Onboarding Completion

Tracking how long it takes to complete the onboarding process is also called “time to value.” Every company’s goal is to help users advance through the onboarding process quickly, but not hastily. That’s because this is the transition period during which customers will get familiar with the product and, specifically, the features that increase the value of the platform for them. 

There’s no one onboarding-completion goal that every company is aiming to hit. And for start-ups, chances are the product team will have to iterate the funnel a few times before landing on a formula that works. 

After making improvements to the onboarding funnel, companies can then compare their before and after onboarding completion metrics.  

Progress Through the Funnel

Measuring users progress through the onboarding process looks at each onboarding stage at a time. What a company can glean from these metrics include whether certain steps should provide toolips or maybe there should be a different funnel for certain customers. For example, Customer Cohort A breeze through setting up their account versus Customer Cohort B, who get stuck setting up their account. Down the line, after collecting enough onboarding metrics, project managers could test creating a separate funnel for Cohort B customers. 

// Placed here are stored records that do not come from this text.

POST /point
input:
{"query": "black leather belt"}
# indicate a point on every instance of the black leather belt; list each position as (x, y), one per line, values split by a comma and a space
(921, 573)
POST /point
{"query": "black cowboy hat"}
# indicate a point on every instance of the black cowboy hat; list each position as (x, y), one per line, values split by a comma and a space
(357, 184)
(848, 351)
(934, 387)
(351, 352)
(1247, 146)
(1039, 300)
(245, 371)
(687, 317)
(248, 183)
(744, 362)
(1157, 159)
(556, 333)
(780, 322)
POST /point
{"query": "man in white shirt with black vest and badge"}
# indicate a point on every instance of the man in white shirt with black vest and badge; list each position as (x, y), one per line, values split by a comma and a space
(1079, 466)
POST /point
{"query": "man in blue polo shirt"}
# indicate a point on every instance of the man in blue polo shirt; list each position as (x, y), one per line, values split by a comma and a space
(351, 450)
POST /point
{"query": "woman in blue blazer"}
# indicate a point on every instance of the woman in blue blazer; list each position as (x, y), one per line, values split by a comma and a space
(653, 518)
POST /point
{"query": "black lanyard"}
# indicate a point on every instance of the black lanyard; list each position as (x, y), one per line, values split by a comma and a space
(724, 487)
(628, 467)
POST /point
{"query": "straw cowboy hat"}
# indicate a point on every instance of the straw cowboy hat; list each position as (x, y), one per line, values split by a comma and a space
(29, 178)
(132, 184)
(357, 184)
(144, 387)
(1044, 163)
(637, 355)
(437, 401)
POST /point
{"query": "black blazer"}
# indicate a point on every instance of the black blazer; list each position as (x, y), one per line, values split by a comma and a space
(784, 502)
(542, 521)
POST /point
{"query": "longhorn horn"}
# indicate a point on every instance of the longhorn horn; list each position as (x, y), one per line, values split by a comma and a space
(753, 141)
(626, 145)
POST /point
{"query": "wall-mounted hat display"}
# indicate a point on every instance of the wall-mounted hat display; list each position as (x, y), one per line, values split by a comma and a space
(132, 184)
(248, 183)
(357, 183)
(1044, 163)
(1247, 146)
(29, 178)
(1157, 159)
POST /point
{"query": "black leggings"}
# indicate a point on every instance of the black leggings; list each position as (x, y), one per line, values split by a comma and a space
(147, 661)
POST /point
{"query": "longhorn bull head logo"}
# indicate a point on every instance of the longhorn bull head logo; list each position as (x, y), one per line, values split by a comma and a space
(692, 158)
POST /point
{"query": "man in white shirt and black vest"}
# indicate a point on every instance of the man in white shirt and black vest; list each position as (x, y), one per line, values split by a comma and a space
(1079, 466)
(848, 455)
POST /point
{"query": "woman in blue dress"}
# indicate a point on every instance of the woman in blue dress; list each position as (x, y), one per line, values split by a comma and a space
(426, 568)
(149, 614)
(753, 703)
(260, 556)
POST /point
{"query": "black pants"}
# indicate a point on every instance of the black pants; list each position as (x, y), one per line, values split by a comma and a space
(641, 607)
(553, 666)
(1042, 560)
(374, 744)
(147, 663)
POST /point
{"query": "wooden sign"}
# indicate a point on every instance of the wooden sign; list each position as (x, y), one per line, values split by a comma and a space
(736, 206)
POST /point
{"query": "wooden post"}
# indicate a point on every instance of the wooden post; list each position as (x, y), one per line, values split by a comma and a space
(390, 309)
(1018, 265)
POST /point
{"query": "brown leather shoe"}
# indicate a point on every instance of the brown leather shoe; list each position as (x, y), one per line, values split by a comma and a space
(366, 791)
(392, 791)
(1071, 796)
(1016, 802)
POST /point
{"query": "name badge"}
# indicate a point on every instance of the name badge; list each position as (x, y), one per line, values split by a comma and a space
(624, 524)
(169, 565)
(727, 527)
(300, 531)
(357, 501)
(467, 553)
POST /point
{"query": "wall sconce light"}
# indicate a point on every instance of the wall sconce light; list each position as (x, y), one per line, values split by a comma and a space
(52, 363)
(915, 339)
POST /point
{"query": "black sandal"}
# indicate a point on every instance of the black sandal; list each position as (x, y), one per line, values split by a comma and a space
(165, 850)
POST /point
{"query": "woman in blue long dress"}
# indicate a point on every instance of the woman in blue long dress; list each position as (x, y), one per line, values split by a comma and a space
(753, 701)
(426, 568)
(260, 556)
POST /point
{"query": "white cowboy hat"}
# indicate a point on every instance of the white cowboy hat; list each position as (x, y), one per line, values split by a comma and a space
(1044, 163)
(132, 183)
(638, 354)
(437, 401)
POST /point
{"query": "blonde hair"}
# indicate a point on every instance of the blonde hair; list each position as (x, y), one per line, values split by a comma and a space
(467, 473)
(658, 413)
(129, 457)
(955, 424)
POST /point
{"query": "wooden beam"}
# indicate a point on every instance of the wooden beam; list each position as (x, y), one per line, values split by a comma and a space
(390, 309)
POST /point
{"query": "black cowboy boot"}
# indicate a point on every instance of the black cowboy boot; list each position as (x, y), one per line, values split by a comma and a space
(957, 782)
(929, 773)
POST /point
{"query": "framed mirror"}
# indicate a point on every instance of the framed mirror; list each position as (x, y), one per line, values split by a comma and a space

Trends like these will start emerging after collecting user onboarding metrics.

Customer Response

Customer experience ranks as one of the most crucial measurements to track. That’s because customer experience is the ultimate deciding factor for most users. According to PWC.com, users won’t tolerate a negative encounter with a product. In 2018, the company published a report saying, “One in three consumers (32%) say they will walk away from a brand they love after just one bad experience.” 

So it’s important to provide users plenty of ways to get help—and especially in ways that appeal to different types of users. Some consumers prefer a DIY approach and are satisfied using FAQs, wikis, and an automated resolution bot. Some customers need a lot more hand-holding, like live chats and customer service calls. 

Response Time

There’s no splitting hairs about this point. Customers simply won’t stick around if they get stuck and can’t figure out how to fix the problem quickly. Like speed-of-light fast. When customers’ complaints are resolved in under five minutes, they’re more likely to stick around, according to Harvard Business Review. And once that happens, they’ll pay even more than they had originally planned. 

So tracking response time is important because once a user hits a roadblock and is delayed for five minutes, the risk of losing that customer skyrockets by the second.

Product Adoption

Finishing the onboarding journey isn’t a guarantee that users will adopt the product. In fact, most apps only retain about 20% of new customers, according to Andrew Chen, user growth expert and VC. “The average app, says Chen, “mostly loses its entire user base within a few months.” 

These numbers aren’t very promising, but it gives company’s something specific to aim for. But no matter the actual product adoption rate, product managers should always work toward minimizing stickiness in the onboarding funnel. Companies can do this using their user onboarding metrics to identify actionable insights that improve the customer experience.